Millionen Menschen feiern Opferfest in der Türkei

27.05.2026 – 18:00 Uhr

Millionen Menschen in der Türkei haben am 27. Mai den ersten Tag des islamischen Eid al-Adha gefeiert. Bereits in den frühen Morgenstunden versammelten sich Gläubige im ganzen Land zu den traditionellen Festgebeten in Moscheen.

Besonders großer Andrang herrschte an historischen Gotteshäusern wie der Sultan-Ahmed-Moschee in Istanbul sowie der Selimiye-Moschee in Edirne. Zahlreiche Gläubige beteten dort auch in den Innenhöfen der Moscheen.

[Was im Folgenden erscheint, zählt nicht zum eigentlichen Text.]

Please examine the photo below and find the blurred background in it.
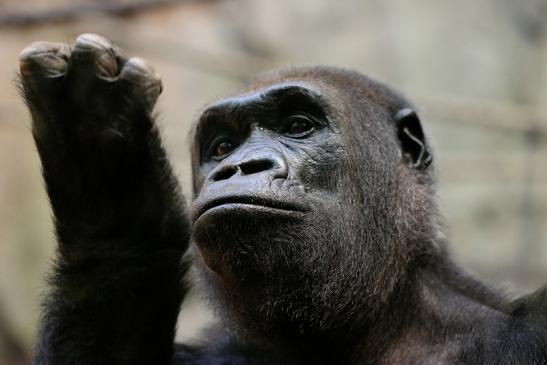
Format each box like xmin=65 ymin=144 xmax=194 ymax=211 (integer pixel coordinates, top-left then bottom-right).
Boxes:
xmin=0 ymin=0 xmax=547 ymax=365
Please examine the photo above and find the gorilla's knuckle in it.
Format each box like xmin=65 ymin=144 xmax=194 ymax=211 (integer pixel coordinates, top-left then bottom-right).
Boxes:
xmin=19 ymin=42 xmax=70 ymax=77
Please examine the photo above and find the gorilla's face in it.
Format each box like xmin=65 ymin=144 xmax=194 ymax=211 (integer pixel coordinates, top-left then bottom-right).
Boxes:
xmin=192 ymin=69 xmax=434 ymax=331
xmin=192 ymin=84 xmax=347 ymax=282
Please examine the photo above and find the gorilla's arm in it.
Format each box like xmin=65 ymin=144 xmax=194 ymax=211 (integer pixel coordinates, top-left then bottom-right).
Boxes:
xmin=20 ymin=35 xmax=190 ymax=365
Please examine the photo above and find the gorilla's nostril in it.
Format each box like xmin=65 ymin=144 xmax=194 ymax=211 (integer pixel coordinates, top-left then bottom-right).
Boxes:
xmin=239 ymin=159 xmax=274 ymax=175
xmin=211 ymin=166 xmax=237 ymax=181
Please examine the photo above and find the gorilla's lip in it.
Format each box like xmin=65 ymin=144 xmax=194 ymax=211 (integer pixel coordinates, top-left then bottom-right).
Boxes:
xmin=193 ymin=195 xmax=309 ymax=221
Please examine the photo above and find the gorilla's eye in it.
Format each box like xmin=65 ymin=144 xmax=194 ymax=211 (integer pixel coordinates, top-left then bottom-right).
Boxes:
xmin=211 ymin=139 xmax=237 ymax=159
xmin=281 ymin=114 xmax=315 ymax=138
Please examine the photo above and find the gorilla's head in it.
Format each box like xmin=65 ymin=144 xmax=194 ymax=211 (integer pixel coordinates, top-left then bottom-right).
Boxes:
xmin=188 ymin=67 xmax=437 ymax=333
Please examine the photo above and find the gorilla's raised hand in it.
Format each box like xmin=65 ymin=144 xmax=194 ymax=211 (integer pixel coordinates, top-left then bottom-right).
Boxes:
xmin=20 ymin=34 xmax=189 ymax=364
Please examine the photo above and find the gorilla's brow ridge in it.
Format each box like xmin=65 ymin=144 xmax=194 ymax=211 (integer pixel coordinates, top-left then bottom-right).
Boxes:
xmin=197 ymin=83 xmax=330 ymax=141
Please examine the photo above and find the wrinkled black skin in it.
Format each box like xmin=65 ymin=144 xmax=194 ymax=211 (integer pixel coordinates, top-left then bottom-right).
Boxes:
xmin=18 ymin=37 xmax=547 ymax=364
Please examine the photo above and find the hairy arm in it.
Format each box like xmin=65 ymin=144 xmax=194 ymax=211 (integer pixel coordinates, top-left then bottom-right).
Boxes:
xmin=20 ymin=35 xmax=190 ymax=364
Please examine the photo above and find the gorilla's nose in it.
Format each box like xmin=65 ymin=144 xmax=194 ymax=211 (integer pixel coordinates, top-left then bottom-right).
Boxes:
xmin=209 ymin=150 xmax=289 ymax=181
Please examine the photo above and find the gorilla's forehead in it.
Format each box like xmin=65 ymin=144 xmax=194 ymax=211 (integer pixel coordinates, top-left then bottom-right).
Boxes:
xmin=200 ymin=81 xmax=330 ymax=121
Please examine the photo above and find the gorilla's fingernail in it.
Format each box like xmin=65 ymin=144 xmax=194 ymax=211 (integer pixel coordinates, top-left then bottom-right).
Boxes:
xmin=74 ymin=33 xmax=112 ymax=51
xmin=95 ymin=51 xmax=118 ymax=77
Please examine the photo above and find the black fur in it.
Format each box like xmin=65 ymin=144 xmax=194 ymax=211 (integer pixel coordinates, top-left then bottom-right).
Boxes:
xmin=21 ymin=35 xmax=547 ymax=364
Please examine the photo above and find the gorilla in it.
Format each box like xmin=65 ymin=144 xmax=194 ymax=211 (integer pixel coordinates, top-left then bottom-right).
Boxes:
xmin=20 ymin=34 xmax=547 ymax=365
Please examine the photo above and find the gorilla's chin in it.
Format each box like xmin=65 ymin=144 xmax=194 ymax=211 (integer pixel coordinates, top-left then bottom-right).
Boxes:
xmin=192 ymin=203 xmax=311 ymax=283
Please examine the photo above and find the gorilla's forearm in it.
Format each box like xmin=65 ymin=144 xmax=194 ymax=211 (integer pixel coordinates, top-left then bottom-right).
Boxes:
xmin=21 ymin=36 xmax=189 ymax=364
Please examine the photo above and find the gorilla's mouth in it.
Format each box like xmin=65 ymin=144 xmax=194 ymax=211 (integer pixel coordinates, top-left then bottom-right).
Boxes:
xmin=193 ymin=195 xmax=309 ymax=221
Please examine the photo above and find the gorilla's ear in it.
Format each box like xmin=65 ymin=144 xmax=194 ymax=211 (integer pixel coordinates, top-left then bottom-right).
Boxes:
xmin=395 ymin=108 xmax=433 ymax=169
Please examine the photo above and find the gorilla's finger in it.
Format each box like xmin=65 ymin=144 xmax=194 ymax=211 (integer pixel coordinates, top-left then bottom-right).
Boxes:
xmin=118 ymin=57 xmax=162 ymax=111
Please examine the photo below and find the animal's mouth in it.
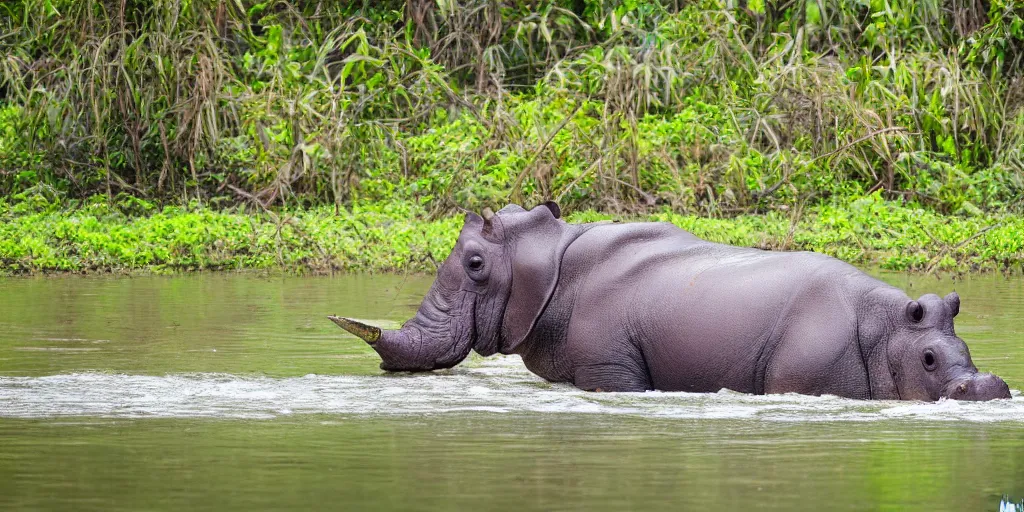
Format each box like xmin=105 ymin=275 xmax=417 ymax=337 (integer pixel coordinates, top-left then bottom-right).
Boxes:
xmin=942 ymin=374 xmax=1011 ymax=401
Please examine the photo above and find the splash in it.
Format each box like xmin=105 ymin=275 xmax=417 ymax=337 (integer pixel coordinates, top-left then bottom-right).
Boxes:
xmin=0 ymin=357 xmax=1024 ymax=423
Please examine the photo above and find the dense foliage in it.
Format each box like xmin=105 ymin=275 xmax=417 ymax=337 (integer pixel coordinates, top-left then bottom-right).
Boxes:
xmin=0 ymin=193 xmax=1024 ymax=274
xmin=0 ymin=0 xmax=1024 ymax=216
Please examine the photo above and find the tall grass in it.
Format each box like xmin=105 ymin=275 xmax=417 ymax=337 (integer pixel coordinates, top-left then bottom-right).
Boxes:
xmin=0 ymin=0 xmax=1024 ymax=215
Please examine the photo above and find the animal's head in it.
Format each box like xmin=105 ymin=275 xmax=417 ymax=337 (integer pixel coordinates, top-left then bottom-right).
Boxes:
xmin=331 ymin=202 xmax=580 ymax=372
xmin=864 ymin=292 xmax=1010 ymax=400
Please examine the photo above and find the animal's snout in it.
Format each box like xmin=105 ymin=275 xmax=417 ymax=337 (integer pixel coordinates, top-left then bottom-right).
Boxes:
xmin=949 ymin=374 xmax=1010 ymax=400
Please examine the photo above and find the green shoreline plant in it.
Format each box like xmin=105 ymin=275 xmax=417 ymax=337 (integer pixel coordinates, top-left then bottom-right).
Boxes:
xmin=0 ymin=0 xmax=1024 ymax=217
xmin=0 ymin=194 xmax=1024 ymax=274
xmin=0 ymin=0 xmax=1024 ymax=273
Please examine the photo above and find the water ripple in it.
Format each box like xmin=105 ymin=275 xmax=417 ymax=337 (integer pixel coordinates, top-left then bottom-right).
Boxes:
xmin=0 ymin=357 xmax=1024 ymax=423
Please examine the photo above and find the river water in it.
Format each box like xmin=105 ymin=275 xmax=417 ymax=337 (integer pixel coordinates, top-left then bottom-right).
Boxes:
xmin=0 ymin=274 xmax=1024 ymax=511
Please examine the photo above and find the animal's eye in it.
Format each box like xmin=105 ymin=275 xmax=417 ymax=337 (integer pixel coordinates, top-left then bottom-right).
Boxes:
xmin=922 ymin=348 xmax=936 ymax=372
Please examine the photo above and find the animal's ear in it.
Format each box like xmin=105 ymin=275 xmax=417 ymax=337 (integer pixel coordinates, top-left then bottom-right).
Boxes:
xmin=541 ymin=201 xmax=562 ymax=219
xmin=501 ymin=205 xmax=581 ymax=353
xmin=942 ymin=292 xmax=959 ymax=316
xmin=462 ymin=212 xmax=483 ymax=224
xmin=906 ymin=300 xmax=925 ymax=324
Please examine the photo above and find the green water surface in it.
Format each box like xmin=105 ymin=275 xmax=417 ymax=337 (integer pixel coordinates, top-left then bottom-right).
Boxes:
xmin=0 ymin=274 xmax=1024 ymax=511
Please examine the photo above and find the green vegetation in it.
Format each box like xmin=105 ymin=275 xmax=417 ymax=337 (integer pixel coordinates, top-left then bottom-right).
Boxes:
xmin=0 ymin=0 xmax=1024 ymax=272
xmin=0 ymin=194 xmax=1024 ymax=273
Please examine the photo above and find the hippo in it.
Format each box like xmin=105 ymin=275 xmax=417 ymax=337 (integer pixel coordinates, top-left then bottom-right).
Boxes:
xmin=329 ymin=202 xmax=1011 ymax=401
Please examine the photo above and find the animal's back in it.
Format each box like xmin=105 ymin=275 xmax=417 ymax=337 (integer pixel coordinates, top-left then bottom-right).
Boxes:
xmin=567 ymin=220 xmax=856 ymax=392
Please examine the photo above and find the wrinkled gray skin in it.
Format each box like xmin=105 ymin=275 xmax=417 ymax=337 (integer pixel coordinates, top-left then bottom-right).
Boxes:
xmin=332 ymin=203 xmax=1010 ymax=400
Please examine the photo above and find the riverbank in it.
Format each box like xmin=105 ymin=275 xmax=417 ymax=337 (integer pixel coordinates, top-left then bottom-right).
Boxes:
xmin=0 ymin=196 xmax=1024 ymax=274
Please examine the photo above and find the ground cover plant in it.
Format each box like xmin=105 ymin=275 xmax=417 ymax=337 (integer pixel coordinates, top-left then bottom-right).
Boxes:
xmin=0 ymin=0 xmax=1024 ymax=272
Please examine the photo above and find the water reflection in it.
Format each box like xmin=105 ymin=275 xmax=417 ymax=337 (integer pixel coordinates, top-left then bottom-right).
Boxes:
xmin=0 ymin=274 xmax=1024 ymax=512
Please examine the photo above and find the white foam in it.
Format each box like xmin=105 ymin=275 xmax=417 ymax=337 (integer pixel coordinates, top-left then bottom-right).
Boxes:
xmin=0 ymin=357 xmax=1024 ymax=423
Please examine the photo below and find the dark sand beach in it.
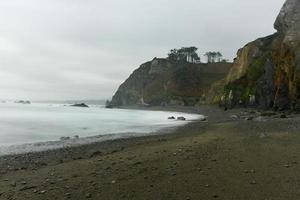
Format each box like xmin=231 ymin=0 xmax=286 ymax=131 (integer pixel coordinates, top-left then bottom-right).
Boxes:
xmin=0 ymin=106 xmax=300 ymax=200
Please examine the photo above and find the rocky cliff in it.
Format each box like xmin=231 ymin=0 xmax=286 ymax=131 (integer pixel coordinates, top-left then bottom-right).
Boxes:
xmin=221 ymin=0 xmax=300 ymax=110
xmin=110 ymin=58 xmax=232 ymax=106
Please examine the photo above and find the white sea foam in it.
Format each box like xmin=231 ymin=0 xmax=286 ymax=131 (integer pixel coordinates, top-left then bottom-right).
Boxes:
xmin=0 ymin=103 xmax=203 ymax=155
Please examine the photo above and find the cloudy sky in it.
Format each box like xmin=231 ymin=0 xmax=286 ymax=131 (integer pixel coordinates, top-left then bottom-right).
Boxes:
xmin=0 ymin=0 xmax=284 ymax=100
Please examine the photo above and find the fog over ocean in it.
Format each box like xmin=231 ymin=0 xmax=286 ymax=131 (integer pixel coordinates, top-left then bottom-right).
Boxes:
xmin=0 ymin=103 xmax=201 ymax=146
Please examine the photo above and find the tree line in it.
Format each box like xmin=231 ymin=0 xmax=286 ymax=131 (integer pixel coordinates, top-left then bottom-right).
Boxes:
xmin=167 ymin=47 xmax=228 ymax=63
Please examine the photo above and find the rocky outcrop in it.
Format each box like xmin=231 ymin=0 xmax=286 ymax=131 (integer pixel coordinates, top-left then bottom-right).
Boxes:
xmin=222 ymin=0 xmax=300 ymax=110
xmin=109 ymin=58 xmax=232 ymax=107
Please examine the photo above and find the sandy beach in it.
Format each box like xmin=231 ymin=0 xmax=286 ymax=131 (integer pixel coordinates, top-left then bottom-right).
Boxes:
xmin=0 ymin=106 xmax=300 ymax=200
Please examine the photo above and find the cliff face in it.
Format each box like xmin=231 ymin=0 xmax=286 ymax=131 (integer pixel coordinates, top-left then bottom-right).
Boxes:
xmin=110 ymin=58 xmax=231 ymax=106
xmin=222 ymin=0 xmax=300 ymax=109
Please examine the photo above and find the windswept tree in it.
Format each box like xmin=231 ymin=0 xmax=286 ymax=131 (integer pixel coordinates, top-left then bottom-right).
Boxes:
xmin=168 ymin=47 xmax=200 ymax=63
xmin=204 ymin=51 xmax=223 ymax=63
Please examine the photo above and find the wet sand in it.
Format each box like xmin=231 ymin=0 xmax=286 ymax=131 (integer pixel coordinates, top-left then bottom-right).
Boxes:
xmin=0 ymin=107 xmax=300 ymax=200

Nach den Gebeten tauschten Familien und Besucher traditionelle Feiertagsgrüße aus. Im Anschluss begannen vielerorts die rituellen Tieropfer, die zum Opferfest gehören. Die Gemeinden hatten dafür spezielle Schlachtbereiche eingerichtet.

Wie in den vergangenen Jahren mussten jedoch auch diesmal zahlreiche Hobby-Metzger medizinisch behandelt werden. Viele verletzten sich beim Schlachten mit Messern oder wurden von den Tieren verletzt.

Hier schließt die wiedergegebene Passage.